In the survival guide for million-dollar cyberattacks that we published in 2017, we warned how dangerous banking Trojans can be, and highlighted them as one of the key trends in financial cybercrime, along with phishing and keyloggers. Banking Trojans steal their victim’s online identity and use this information to trick financial institutions and steal money from their accounts. Generally this is done by installing applications or inserting malicious code into the browsers from which users access their bank accounts.
But over the last few years, it seems that the level of banking Trojan activity has decreased considerably. On the one hand, institutions have reacted to the threat by considerably improving their security and their customers’ authentication factors; one example of this is the implementation of virtual keyboards for user sign-in.  This way, it is not possible for a cyberattacker to use a keylogger to steal the details that the user enters with a physical keyboard.

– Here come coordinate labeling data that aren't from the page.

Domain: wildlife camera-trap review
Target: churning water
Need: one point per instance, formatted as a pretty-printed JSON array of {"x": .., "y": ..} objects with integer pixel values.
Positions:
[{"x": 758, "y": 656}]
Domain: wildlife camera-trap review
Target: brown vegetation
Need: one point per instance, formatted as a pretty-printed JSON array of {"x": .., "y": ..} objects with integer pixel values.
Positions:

On the other hand, developers have implemented barriers and mechanisms to make injecting code into browsers more complex. For this reason, as we have been pointing out for some time, cyberattackers have been focusing their efforts on other kinds of attacks that are simpler and more profitable, such as ransomware or cryptojacking.
However, in the last few weeks, banking Trojans have started to gain momentum once again, using new, alternative techniques, rather than infiltrating browsers directly. This is the case with BackSwap, a new banking Trojan that has managed to infiltrate several Spanish banks, and which could pose a serious threat to other companies, especially if it comes into contact with employees who work closely with banking institutions. But how does BackSwap work?

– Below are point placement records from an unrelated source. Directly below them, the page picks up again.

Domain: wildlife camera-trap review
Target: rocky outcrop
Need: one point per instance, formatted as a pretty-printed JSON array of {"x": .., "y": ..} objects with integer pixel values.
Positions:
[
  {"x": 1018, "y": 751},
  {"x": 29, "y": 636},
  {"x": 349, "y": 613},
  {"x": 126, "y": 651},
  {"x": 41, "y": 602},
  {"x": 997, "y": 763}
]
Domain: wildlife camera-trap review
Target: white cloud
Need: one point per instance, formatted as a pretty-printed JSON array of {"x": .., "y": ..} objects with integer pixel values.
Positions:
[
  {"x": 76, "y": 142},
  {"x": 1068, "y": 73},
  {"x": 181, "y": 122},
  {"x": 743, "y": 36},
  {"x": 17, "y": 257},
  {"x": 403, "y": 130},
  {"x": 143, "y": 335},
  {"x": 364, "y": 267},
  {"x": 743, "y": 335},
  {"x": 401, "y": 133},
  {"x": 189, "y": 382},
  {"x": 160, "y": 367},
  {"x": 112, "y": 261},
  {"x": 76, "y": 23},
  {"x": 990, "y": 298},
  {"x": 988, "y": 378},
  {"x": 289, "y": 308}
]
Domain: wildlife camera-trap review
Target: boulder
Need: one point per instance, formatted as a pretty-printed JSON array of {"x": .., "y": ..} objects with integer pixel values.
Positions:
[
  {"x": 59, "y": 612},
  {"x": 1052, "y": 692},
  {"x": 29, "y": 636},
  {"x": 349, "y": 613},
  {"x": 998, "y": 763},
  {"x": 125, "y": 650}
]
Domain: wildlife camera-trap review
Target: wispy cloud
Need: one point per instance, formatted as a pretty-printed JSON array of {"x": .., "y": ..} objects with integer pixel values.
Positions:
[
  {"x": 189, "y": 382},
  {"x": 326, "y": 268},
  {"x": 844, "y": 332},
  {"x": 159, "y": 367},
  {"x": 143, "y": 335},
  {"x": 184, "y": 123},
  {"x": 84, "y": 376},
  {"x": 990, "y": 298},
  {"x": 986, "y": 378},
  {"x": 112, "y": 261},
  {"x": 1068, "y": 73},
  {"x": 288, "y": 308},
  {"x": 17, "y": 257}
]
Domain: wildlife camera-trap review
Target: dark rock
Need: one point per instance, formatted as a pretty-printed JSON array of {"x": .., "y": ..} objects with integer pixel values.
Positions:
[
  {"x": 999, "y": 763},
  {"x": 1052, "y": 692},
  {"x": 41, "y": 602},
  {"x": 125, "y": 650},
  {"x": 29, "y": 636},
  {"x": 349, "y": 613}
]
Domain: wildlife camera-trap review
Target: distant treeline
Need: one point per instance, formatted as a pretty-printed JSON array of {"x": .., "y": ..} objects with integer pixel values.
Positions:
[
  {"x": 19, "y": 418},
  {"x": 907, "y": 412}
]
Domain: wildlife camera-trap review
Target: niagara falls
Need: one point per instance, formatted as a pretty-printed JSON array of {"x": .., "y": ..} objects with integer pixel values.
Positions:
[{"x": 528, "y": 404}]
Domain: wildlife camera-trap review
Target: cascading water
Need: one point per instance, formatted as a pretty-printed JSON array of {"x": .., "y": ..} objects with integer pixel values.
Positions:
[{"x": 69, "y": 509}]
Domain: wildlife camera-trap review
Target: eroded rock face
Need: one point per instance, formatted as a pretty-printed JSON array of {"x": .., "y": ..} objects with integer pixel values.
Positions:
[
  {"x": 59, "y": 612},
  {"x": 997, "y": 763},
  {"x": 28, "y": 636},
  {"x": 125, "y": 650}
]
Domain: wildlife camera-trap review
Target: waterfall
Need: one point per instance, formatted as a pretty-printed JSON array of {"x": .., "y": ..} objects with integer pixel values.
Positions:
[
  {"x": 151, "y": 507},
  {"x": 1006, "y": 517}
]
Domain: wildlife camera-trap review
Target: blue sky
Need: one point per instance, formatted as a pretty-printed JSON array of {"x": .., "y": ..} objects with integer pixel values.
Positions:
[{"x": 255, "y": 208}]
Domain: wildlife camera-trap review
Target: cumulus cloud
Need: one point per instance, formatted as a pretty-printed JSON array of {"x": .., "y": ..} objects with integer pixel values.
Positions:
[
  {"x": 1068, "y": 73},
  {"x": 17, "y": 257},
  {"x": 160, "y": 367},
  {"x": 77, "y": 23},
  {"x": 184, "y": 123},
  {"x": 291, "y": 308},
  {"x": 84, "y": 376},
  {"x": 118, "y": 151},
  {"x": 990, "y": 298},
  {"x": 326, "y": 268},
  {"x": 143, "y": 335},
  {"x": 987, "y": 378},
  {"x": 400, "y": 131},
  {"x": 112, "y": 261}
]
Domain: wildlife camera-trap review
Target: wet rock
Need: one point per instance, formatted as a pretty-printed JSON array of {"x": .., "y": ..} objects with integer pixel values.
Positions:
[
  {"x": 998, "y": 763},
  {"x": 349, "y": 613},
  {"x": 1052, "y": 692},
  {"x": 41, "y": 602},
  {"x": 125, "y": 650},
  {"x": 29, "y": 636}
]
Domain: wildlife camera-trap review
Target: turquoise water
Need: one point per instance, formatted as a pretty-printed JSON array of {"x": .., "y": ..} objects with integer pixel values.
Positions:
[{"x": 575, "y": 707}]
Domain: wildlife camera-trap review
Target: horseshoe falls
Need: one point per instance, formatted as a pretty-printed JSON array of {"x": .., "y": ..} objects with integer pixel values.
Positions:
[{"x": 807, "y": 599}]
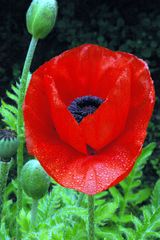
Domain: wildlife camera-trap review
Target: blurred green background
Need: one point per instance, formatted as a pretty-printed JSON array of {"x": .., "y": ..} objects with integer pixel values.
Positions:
[{"x": 127, "y": 25}]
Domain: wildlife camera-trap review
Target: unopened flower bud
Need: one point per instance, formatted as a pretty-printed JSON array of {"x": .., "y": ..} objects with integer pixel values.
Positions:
[
  {"x": 8, "y": 144},
  {"x": 41, "y": 17},
  {"x": 34, "y": 179}
]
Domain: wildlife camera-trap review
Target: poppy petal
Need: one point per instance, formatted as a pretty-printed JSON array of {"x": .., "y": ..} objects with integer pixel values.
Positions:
[
  {"x": 65, "y": 124},
  {"x": 110, "y": 165},
  {"x": 109, "y": 120}
]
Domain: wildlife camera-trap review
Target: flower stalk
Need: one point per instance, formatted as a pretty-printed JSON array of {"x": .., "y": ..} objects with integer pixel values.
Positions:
[
  {"x": 4, "y": 170},
  {"x": 20, "y": 129},
  {"x": 91, "y": 234},
  {"x": 34, "y": 211}
]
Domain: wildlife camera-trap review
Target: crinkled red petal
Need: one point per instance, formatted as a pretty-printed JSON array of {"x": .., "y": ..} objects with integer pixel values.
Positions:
[
  {"x": 109, "y": 120},
  {"x": 65, "y": 124},
  {"x": 70, "y": 168}
]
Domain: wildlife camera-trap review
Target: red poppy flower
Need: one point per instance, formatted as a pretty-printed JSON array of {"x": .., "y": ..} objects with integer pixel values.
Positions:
[{"x": 86, "y": 113}]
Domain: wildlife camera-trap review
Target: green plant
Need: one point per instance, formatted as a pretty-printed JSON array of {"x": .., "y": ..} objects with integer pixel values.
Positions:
[{"x": 119, "y": 213}]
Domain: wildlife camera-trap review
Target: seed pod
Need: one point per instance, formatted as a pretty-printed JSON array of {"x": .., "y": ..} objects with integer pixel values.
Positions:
[
  {"x": 34, "y": 179},
  {"x": 41, "y": 17},
  {"x": 8, "y": 144}
]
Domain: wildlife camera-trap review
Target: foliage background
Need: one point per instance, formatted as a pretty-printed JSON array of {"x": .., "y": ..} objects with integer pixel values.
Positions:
[{"x": 127, "y": 25}]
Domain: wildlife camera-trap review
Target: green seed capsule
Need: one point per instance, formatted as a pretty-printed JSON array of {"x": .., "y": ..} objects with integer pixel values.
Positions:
[
  {"x": 8, "y": 144},
  {"x": 34, "y": 179},
  {"x": 41, "y": 17}
]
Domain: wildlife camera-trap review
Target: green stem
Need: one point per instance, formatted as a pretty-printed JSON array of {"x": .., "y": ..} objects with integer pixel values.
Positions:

BackSwap and its new techniques
BackSwap is an improved and updated variant of the malware Tinba, which was developed in 2015. This malware was noteworthy because of its small size (between 10 and 50Kb) and its capacity to steal the user’s credentials. As ESET researchers discovered, there is one key difference between BackSwap and its predecessor and other banking Trojans, which inject malicious code such as Zbot, Gozi or Dridex. The difference lies in its methodology, which circumvents browsers’ barriers, and can be more difficult for less modern cybersecurity solutions. There are three new techniques that BackSwap uses:
- It detects when the user is accessing a banking institution online via a mechanism native to Windows called “Message loop”: BackSwap clicks on the Windows message loop to search for patterns similar to a URL, such as “https” chains and other terms related to the name of a bank.
- Once it detects that the browser is accessing and loading a banking website, BackSwap proceeds to manipulate the loaded content, but does not inject code directly into the browser. Rather, it simulates a user’s keystrokes, and copies the code to the clipboard, then pastes it to the developer’s console. All of this is done in a way that is invisible to the user.
- Finally, an alternative method – and one that it seems to use more frequently than the previous technique – is to simulate pushing keys in the browser’s address bar: it simulates writing a JavaScript string, pastes the malicious code, and virtually presses enter in order to execute the code. Again, none of this is visible on the user’s screen, and nor does it leave any traces in the history.
How can we prevent it?
As is the case with other banking Trojans such as Trickbot, which we previously analyzed, the main attack vector for BackSwap is email. It is mainly spread via spam containing malicious files such as attached Word documents into which the malware is inserted. Once the file has been executed, it stays on the machine, waiting for the victim to access a banking-related website.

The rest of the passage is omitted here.